Neural Tension (Nerve Entrapment) Physio for Rock Climbing

Neural tension, or nerve entrapment as its sometimes referred to occurs when the stretch capacity of nervous tissue within the body is limited. Lack of nerve mobility can be caused by compression from tight, swollen, or scarred surrounding tissues. When a nerve becomes entrapped it can no longer move smoothly through surrounding tissue. The resulting pressure and tension on the nerve can cause a variety of symptoms including numbness, tingling, burning, and pain. It’s important to recognize the signs and symptoms of nerve entrapment because it often misdiagnosed as other common climbing injuries such as lateral and medial epicondylitis (tennis and climber’s elbow).

 

What is the anatomy of Nerve Entrapment? 

There are three main nerve branches that can become entrapped and cause issues for climbers.

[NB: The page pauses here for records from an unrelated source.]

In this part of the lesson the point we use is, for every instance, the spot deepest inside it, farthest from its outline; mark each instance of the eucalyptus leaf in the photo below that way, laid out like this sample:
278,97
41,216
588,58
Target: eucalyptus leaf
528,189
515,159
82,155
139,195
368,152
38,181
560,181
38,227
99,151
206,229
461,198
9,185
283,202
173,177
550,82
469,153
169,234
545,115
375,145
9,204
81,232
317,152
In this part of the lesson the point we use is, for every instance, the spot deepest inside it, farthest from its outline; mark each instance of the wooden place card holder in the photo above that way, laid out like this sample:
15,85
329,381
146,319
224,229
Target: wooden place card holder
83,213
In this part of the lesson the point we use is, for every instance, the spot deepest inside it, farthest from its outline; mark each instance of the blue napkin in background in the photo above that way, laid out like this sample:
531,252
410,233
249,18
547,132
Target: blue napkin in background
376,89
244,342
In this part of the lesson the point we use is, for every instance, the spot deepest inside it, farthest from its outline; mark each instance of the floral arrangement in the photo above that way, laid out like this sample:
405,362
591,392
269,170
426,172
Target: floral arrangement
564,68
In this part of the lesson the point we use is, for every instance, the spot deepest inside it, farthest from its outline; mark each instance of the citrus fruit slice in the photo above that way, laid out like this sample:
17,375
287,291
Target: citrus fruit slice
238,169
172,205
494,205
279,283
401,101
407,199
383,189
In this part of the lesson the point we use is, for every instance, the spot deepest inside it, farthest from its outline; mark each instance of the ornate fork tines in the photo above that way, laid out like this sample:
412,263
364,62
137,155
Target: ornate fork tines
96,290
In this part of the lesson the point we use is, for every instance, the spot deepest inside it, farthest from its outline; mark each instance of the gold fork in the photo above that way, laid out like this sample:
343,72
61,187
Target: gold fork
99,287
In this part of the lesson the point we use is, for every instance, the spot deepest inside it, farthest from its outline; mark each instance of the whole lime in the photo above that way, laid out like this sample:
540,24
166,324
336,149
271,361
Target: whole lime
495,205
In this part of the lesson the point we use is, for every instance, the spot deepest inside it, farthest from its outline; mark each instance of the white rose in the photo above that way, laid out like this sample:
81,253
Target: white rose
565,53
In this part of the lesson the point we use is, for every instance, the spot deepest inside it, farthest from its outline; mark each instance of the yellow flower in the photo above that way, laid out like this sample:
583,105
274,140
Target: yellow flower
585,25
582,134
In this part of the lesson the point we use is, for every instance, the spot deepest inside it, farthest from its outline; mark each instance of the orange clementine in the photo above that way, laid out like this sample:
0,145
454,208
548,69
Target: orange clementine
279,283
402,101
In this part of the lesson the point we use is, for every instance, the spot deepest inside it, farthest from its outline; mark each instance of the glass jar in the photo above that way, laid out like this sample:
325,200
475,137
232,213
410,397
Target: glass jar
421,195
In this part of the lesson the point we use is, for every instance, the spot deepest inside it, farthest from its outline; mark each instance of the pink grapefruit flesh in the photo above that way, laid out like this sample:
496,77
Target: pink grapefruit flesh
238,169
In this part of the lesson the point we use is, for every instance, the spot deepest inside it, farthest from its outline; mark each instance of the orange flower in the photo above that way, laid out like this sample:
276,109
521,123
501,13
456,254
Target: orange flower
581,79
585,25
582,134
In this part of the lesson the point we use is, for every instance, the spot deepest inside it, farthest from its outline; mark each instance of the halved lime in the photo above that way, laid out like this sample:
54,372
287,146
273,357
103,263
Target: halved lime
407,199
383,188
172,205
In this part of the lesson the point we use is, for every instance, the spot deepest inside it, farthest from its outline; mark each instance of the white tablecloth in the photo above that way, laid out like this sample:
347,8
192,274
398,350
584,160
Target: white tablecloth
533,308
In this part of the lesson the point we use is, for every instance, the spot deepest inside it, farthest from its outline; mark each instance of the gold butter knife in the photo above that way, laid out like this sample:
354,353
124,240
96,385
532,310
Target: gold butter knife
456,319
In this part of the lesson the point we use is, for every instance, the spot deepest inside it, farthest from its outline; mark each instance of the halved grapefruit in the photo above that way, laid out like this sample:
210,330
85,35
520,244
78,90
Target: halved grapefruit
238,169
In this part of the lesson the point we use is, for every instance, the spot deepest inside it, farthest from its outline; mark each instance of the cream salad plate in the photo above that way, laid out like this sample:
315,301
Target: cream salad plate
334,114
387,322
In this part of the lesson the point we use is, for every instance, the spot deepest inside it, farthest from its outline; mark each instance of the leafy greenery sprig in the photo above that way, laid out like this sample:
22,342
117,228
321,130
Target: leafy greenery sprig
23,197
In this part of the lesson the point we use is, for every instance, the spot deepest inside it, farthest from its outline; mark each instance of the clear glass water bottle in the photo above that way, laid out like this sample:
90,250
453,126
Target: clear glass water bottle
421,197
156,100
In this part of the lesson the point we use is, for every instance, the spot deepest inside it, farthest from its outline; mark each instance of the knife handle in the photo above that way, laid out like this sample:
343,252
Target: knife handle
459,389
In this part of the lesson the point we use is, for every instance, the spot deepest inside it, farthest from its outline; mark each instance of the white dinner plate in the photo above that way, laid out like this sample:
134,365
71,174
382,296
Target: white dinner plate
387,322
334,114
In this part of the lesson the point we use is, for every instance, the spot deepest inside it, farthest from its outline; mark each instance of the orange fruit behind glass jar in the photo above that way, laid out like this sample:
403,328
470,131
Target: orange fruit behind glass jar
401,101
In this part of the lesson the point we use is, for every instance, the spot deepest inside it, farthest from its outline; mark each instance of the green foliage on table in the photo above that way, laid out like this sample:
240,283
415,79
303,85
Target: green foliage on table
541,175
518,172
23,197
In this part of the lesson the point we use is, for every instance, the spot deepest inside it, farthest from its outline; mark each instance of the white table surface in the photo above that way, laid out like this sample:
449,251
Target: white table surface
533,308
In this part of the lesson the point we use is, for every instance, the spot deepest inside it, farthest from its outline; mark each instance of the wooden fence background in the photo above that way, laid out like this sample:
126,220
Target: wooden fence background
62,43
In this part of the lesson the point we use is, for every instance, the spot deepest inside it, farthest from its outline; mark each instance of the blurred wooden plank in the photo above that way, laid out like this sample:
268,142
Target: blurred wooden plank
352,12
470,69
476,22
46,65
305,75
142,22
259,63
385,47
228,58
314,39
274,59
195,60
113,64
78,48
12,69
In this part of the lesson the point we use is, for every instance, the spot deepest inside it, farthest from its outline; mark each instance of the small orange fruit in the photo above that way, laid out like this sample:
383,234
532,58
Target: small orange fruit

These nerve branches are the ulnar, radial, and median nerve. All three of these nerves have a common origin at the spinal cord and branch off into three separate nerves at the brachial plexus (a network of nerves at the shoulder). After branching into the three distinct nerve fibers at the brachial plexus, they move through different areas of the arm and innervate different muscles all the way down to your fingers.

What is the Median Nerve?

The Median nerve originates from both the cervical and thoracic spine at the levels of the C6, C7, C8, and T1 vertebra. From the spinal cord it travels through the brachial plexus and descends down the inner part of your arm, just beside the brachial artery. In the arm the median nerve will pass through a structure known as the antecubital fossa and then between the deep and superficial heads of the pronator teres muscle. The nerve will travel down the middle of the forearm and innervate the thumb, index, middle, and half of the ring finger.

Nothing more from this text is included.